Hardware compression has the problem, it has to compress a datastream, so it can not calculate an optimal compression. Usally hardware compression uses Huffman or comparable strategie.
GZIP can calculate an optimal compression code, this is why it is slower than i.e. "compress".
Now the real problem is, that if you pipe compressed data through a Huffman-compress (on the tape) the result will even be bigger than the input !
So if you backup GZIP-files, you should use a NO-compress devicefile !

Hope this helps
Volker
Santosh Nair_1
Honored Contributor

Re: creating compressed data and archive into tape

Volker is correct, you can't always assume that hardware compression will give you 2:1. It depends entirely on the data that you're dumping.
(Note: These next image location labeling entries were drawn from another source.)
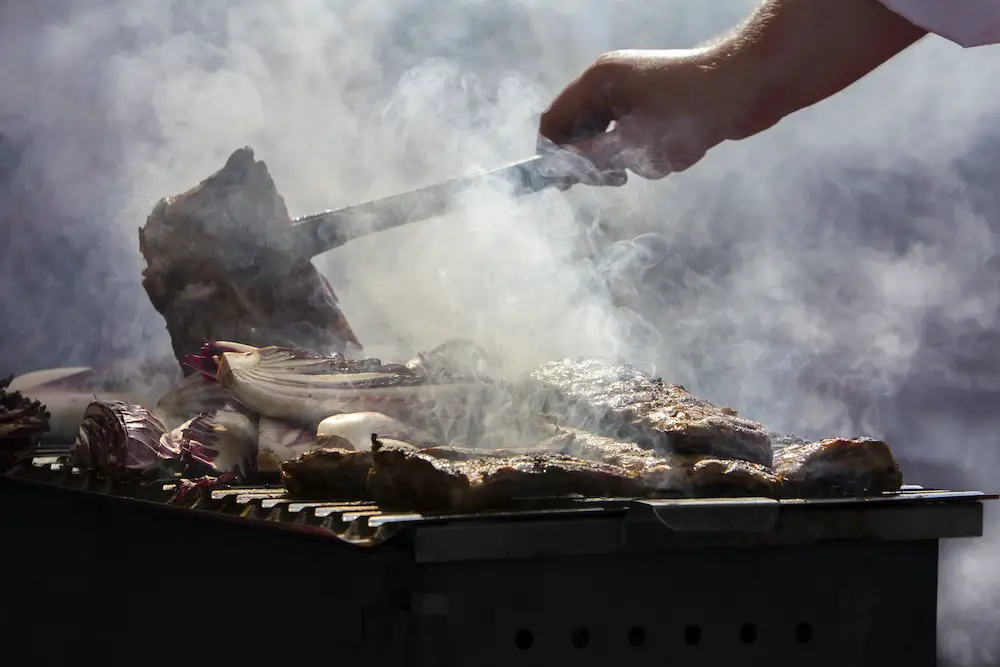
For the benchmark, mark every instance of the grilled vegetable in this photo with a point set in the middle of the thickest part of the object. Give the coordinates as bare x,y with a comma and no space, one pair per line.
120,439
194,395
219,442
278,441
303,387
357,428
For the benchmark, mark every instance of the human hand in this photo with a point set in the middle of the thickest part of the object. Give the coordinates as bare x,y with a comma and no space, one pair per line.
651,112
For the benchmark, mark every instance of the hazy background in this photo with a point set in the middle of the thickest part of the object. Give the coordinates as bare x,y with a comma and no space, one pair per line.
837,275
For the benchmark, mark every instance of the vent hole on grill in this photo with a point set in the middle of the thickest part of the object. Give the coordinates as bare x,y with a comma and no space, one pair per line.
523,639
692,635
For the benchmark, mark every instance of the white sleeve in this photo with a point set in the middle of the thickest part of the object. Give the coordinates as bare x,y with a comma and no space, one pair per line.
966,22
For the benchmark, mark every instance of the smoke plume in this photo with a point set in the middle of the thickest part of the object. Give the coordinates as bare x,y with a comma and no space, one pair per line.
836,275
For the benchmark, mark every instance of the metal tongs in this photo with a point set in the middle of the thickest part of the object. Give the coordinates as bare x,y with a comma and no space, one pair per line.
315,234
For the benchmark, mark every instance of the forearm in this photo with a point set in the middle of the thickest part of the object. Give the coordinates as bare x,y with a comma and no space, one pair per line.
792,54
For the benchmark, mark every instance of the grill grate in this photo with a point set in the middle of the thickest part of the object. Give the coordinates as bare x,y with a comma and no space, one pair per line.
552,526
547,582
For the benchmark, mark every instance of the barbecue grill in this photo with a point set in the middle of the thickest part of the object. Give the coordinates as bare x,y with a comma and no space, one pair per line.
156,572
Compressed files, i.e. .gz and .Z files, usually get no compression or worse yet, get negative compression because of overhead when you try to re-compress them on tape.

-Santosh
Life is what's happening while you're busy making other plans
Carlos Fernandez Riera
Honored Contributor

Re: creating compressed data and archive into tape

I erased reference to no compresion device in my last response. See man mksf to see how to do it.


I think the best for this 7GB is to write it directly to tape. Using pipes reduce to compress can result i a lower transfer rate which affects to tape performance and capacity.

___

For information: DDS's use Lempel-Ziv compression algorithm. DCLZ (Data compresion Lempel Ziv).